A PyTorch implementation of "TasNet: Time-domain Audio Separation Network for Real-time, single-channel speech separation", published in ICASSP2018, by Yi Luo and Nima Mesgarani.
- PyTorch 0.4.1+
- Python3 (Recommend Anaconda)
pip install -r requirements.txt
- If you need to convert wjs0 to wav format and generate mixture files,
cd tools; make
See egs/wsj0/run.sh
for example and modify related wsj0 data path.
- Stage 0: Convert sphere format to wav format and generate mixture (optional)

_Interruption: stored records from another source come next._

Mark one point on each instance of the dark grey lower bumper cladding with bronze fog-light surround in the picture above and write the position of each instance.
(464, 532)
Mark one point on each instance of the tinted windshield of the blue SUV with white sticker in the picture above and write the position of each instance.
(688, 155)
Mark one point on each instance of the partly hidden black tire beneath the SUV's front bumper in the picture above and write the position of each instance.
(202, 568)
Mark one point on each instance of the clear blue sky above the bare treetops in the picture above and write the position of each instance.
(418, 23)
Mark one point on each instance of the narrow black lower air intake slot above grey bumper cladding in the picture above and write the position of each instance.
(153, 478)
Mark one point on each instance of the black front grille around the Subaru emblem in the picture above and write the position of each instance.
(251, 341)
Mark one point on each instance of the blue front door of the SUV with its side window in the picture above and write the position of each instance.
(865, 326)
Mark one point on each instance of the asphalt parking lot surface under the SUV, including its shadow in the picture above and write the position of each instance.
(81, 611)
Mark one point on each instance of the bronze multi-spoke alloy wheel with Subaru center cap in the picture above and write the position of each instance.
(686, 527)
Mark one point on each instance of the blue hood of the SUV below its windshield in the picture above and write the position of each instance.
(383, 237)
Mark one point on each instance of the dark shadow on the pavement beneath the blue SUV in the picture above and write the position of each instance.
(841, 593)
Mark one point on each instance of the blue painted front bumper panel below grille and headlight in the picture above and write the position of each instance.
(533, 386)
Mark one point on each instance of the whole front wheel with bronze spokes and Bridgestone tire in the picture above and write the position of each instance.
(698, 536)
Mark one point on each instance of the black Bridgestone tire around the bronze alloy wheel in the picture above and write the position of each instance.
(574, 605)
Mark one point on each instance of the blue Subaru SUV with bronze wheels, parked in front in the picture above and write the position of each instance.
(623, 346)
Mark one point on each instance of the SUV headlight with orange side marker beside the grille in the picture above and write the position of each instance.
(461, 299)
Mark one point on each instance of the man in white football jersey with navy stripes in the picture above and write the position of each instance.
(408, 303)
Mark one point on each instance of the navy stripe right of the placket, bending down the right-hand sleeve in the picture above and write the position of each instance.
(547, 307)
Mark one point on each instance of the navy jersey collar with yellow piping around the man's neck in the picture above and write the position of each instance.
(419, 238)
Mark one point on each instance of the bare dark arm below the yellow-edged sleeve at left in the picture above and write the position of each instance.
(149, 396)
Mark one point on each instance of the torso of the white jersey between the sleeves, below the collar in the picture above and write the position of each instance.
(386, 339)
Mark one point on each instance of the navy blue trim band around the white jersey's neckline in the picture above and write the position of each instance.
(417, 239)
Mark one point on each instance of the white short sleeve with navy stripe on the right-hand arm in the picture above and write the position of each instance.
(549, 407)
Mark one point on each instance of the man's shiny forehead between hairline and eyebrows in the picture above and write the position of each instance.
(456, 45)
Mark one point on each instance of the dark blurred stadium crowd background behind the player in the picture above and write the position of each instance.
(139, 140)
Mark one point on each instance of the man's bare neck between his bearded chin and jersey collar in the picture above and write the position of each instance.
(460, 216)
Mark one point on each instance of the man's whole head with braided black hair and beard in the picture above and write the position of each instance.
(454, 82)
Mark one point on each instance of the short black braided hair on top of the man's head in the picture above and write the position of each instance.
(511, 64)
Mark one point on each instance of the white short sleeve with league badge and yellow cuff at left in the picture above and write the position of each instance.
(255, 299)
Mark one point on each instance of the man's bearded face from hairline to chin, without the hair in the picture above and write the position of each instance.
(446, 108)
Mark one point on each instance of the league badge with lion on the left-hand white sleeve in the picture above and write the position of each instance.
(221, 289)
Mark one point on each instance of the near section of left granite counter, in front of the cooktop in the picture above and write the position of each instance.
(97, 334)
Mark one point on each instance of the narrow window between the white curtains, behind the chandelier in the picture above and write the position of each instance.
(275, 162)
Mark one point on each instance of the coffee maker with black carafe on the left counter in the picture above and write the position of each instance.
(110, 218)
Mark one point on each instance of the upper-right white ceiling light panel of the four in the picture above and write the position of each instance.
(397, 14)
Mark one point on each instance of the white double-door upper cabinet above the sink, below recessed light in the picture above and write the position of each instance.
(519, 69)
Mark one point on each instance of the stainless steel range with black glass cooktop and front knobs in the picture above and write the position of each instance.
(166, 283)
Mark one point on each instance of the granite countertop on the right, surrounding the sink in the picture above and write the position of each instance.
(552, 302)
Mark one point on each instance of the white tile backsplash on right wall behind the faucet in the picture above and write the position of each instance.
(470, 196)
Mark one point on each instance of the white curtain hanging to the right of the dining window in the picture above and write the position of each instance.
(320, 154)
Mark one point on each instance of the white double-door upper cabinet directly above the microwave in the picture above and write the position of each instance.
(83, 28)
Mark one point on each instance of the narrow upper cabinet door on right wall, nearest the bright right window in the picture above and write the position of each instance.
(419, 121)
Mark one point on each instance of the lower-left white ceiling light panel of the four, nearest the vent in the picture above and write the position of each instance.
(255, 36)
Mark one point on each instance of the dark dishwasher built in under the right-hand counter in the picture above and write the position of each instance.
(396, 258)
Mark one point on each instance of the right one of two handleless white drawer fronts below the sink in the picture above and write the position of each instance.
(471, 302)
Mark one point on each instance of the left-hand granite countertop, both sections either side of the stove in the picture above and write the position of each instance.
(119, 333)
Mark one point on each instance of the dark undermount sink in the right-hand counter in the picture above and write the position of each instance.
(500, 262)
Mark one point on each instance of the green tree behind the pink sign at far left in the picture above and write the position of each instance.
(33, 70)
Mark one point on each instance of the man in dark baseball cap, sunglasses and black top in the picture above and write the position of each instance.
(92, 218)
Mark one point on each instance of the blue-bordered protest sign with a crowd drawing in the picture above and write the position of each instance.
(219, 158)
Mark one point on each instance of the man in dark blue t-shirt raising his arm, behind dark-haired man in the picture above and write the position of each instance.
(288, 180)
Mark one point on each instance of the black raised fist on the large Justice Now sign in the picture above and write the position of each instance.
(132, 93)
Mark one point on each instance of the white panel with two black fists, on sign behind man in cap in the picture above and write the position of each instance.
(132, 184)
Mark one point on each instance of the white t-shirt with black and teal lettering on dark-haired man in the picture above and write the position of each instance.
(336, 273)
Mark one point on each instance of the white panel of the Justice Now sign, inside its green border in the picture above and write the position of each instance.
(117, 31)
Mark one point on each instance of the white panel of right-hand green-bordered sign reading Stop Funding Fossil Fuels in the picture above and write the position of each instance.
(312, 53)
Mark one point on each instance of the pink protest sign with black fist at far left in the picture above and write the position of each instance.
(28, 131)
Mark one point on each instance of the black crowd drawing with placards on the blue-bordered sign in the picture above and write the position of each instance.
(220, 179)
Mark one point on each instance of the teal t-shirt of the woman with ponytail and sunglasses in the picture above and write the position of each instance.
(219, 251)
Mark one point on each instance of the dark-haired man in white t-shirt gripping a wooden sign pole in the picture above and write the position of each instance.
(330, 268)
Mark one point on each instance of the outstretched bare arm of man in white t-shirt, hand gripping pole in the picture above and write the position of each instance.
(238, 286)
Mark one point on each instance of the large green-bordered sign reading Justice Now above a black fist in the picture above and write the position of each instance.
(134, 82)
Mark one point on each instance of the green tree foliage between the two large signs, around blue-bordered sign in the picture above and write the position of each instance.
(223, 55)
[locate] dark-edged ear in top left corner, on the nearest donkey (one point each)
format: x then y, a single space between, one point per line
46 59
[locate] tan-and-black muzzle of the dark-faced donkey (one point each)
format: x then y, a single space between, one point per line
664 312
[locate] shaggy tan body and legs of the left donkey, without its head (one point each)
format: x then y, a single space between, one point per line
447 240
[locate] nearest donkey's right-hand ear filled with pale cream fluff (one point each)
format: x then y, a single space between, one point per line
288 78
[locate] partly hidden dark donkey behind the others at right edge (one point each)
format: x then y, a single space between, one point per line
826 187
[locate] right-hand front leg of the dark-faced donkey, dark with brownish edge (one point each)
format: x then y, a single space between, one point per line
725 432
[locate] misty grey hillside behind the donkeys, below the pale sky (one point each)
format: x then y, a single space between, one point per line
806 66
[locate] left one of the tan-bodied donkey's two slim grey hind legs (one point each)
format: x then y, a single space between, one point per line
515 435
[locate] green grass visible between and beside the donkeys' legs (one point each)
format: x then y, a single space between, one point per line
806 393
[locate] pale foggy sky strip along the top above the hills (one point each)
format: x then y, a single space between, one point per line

- Stage 1: Generating json files including wav path and duration
- Stage 2: Training
- Stage 3: Evaluate separation performance
- Stage 4: Separate speech using TasNet
Method | Causal | SDRi | SI-SNRi | Config |
---|---|---|---|---|
TasNet-BLSTM (Paper) | No | 11.1 | 10.8 | |
TasNet-BLSTM (Mine) | No | 11.84 | 11.54 | L40 N500 hidden500 layer4 lr1e-3 epoch100 bs10 |
TasNet-BLSTM (Mine) | No | 11.77 | 11.46 | Above + L2 1e-4 |
TasNet-BLSTM (Mine) | No | 13.07 | 12.78 | Above + L2 1e-5 |
- Layer normlization described in paper
- LSTM skip connection
- Curriculum learning